Wrongful death and survivor lawsuits in Pennsylvania
When a loved one dies after a catastrophic accident, there are many different emotions and stressors impacting the family left behind. When death is the result of a catastrophic accident caused by another’s negligence, there are two different statutes in Pennsylvania that compensate the family for the loss: wrongful death and survival claims. You have two years after the death to sue under these laws.
Claims under the wrongful death act
A wrongful death action compensates the loved ones of the victim for the economic loss they suffer because of the victim’s untimely passing, and includes emotional and psychological harm. Under § 8301 of the Pennsylvania Wrongful Death Act, damages are distributed directly to the beneficiaries pursuant to the state’s intestacy laws, and are not recoverable by the creditors of the deceased, nor are there any estate (inheritance) or income taxes levied. Awards are measured on estimates of income the deceased would have generated during the remainder of his or her life, and include medical, funeral and estate administration costs.

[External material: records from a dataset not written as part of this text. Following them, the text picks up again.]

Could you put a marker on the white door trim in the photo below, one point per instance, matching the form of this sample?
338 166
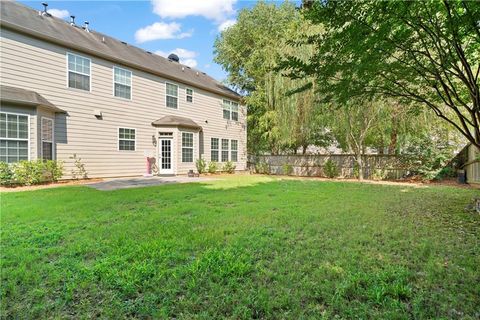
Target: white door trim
160 156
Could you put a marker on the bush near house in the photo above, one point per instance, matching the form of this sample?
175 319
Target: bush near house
201 165
229 167
30 172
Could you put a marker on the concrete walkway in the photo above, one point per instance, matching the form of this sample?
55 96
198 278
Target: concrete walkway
125 183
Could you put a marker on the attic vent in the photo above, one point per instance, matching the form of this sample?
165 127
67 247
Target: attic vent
173 57
44 12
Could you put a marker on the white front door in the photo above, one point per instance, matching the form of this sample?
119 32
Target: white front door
165 156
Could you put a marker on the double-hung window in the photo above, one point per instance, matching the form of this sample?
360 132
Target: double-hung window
224 150
230 110
172 96
226 109
78 72
214 149
122 83
187 147
13 137
126 139
234 150
47 139
189 95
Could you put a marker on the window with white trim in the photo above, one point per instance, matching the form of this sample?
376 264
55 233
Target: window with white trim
13 137
234 150
224 150
171 95
122 83
126 139
189 95
230 110
214 149
78 72
47 139
187 147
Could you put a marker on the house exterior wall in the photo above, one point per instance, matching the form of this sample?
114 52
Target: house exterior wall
36 65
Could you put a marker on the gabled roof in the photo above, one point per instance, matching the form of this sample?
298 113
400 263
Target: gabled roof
175 121
23 19
26 97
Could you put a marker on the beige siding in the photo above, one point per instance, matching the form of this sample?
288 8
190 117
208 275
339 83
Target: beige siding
36 65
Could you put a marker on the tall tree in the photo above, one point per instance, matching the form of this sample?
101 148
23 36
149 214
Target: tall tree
424 52
249 51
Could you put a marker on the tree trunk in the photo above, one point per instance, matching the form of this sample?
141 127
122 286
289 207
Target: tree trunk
304 149
360 166
392 147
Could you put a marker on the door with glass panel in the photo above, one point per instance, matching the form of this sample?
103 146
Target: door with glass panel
165 153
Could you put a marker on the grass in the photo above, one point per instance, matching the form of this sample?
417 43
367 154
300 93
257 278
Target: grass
242 248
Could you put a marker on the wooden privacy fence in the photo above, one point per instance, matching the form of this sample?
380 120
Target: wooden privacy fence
375 166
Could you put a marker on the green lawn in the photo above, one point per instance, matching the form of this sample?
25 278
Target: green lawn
246 247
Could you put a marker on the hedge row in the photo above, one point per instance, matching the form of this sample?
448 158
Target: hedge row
30 172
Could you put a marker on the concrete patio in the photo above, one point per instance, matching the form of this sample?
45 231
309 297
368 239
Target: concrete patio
126 183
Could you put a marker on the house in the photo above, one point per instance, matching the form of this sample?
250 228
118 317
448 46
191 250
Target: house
66 89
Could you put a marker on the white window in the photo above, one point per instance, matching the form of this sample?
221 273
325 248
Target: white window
172 95
47 138
226 109
126 139
234 150
234 113
78 72
224 150
214 149
187 147
230 110
189 95
13 137
122 83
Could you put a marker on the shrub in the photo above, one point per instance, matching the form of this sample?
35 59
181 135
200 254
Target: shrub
30 172
262 167
212 167
330 169
6 174
53 170
379 174
79 171
201 165
229 167
287 169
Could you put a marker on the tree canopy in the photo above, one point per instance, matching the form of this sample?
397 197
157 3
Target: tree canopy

Section 8301(b) directs any award be distributed according to state intestacy laws, even if there was a will. Distribution becomes more complex with stepchildren, foster children or kids born outside of marriage in the picture. Depending on the family structure, the spouse of the deceased will get a portion of the award with the residue distributed to any remaining heirs.
Claims under the survival act
Wrongful death damages are paid directly to beneficiaries as a result of harm they suffer because their loved one was injured and died; but survival actions under § 8302 are different. In a survival action, the award is paid to the beneficiaries because they have stepped into the shoes of their loved one to recover on their behalf. Since the harm resulted in death, it goes to the beneficiaries instead of the deceased. Because of this distinction, the award is distributed differently and is subject to inheritance taxes and used to satisfy the debts of the deceased. The remaining damages go to the heirs as specified in the will or by the laws of intestacy if there was no will.
Both actions can be brought in a single lawsuit. If there is recovery under both laws, then the court breaks up the funds which would be paid to the beneficiaries or estate accordingly.